While spyware is, to most people, a recent phenomenon in 2005, in fact what could be called spyware (see our definition above) effectively started back in 1996, on what at that time was the most popular ISP, America Online. There was a piece of malicious software designed to grab confidential information of subscribers, the so-called AOL Password Trojans.
Spyware is much more problematic than viruses for several important reasons:

1. The purpose of spyware is to gather information about you – the information may be fairly harmless or confidential, valuable and important

2. Spyware often works silently
3. Spyware is almost never an executable file
4. Spyware is almost entirely undetectable by traditional antivirus software methods, as well as invisible to most firewalls – so it needs to be dealt with on its own, and its presence (at least briefly) on your PC may not entirely avoidable
5. Spyware is everywhere including friendly sites, friendly software and other places, so while there are no good viruses there are some “good” or at least inert pieces of spyware

Spyware hides all over your computer system, and believe it or not, you may actually have agreed indirectly to let it!

You did it by enabling cookies on your Web browser. But disabling cookies may make certain sites not function at all and certain functions within sites unavailable such as most any login, so disabling cookies is usually not the best way to avoid spyware problems. Besides, cookies are often friendly and the spyware ones are easy to separate out with scanning software.

You also did it by downloading items like pictures, video clips and music from websites. But never downloading again isn’t too practical, right?

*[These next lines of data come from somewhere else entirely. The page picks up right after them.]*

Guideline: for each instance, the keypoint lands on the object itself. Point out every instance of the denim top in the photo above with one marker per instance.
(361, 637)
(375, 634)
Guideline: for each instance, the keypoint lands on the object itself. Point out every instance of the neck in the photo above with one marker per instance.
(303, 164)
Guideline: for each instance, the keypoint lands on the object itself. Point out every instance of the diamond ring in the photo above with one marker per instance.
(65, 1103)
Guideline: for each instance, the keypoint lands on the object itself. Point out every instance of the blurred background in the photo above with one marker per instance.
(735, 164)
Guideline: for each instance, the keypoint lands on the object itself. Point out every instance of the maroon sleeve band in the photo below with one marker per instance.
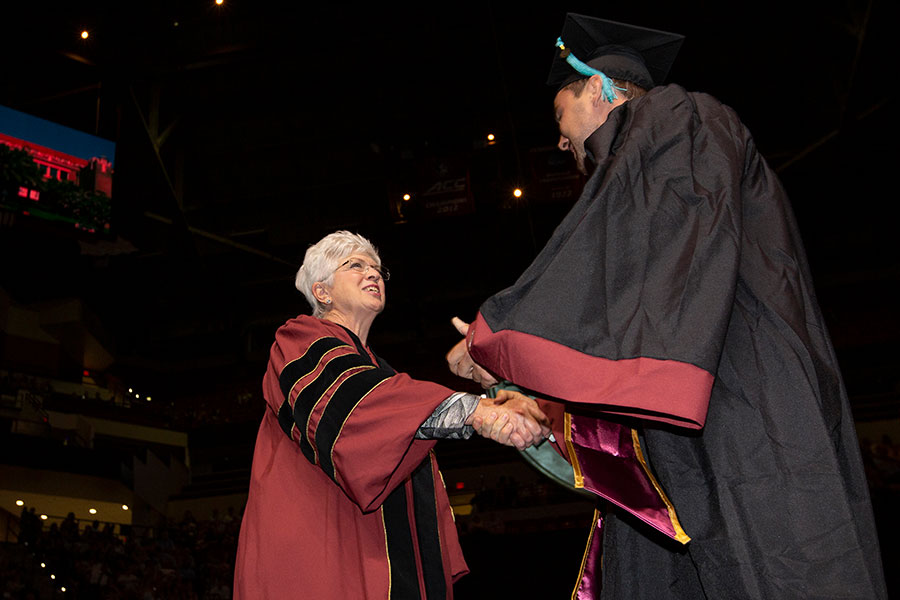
(661, 390)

Most common places for spyware and its various subtypes to “hide” on your machine are:

• Temporary files, especially Temporary Internet Files/Browser Cache
• Cookies (these may be friendly items also)
• Favorites listings
• Registries (these are usually the most seriously bad items)
• In some cases as image files or within image files

A typical small business PC may have upwards of 100,000 files on it, so there are plenty of places for tiny non-executable files to hide.
Spyware comes from many, many places, but the most common kinds of sites are those that are for shopping or offer downloadable information, including:

• Shopping sites and portals
• Bulletin boards and information exchange sites
• Gaming sites
• Download sites
• “Lifestyle” sites such as those aimed at teenagers or brides to be
• Sites that rely on serving customer content
• Adult entertainment sites and portals

It may not be practical to avoid all of these, but a large percentage of spyware does come from these kinds of places.

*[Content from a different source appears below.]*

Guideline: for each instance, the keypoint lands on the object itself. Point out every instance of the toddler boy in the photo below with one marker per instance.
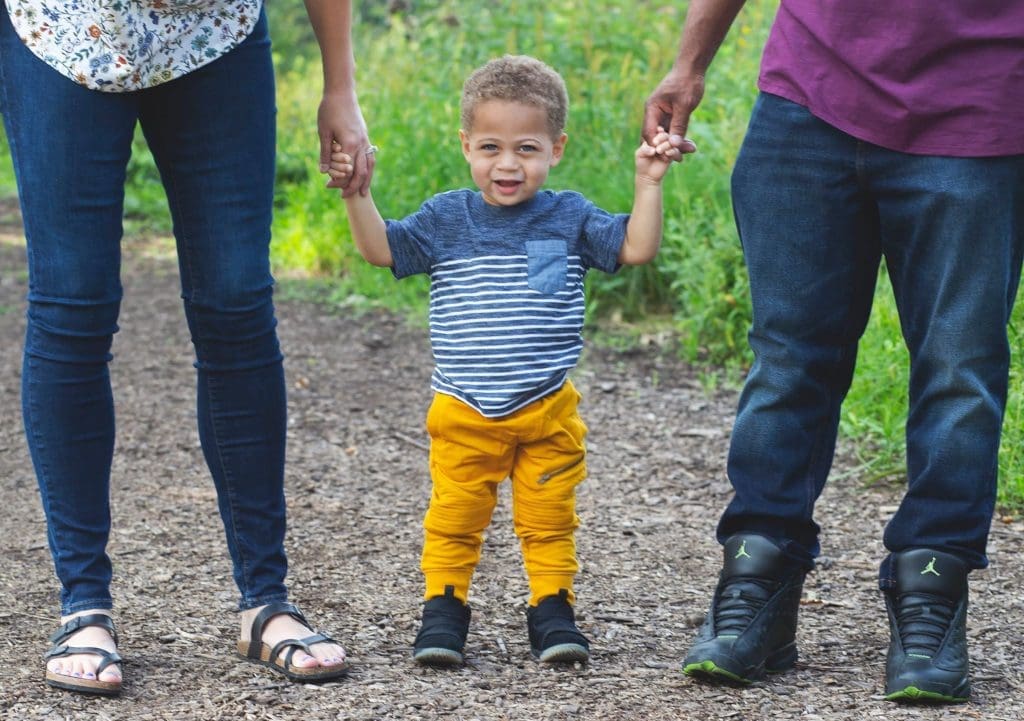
(507, 264)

What “Friendly” Spyware/Adware Does


Regardless of where it comes from, Spyware sends information about you somewhere.

There is literally no “good” spyware if we use the definition above, but there are pieces of software that are not bad for you or your system that act somewhat like spyware – in the sense of tracking information about you – but in almost all cases you did opt in to allowing these items on your machine and they do only something legitimate.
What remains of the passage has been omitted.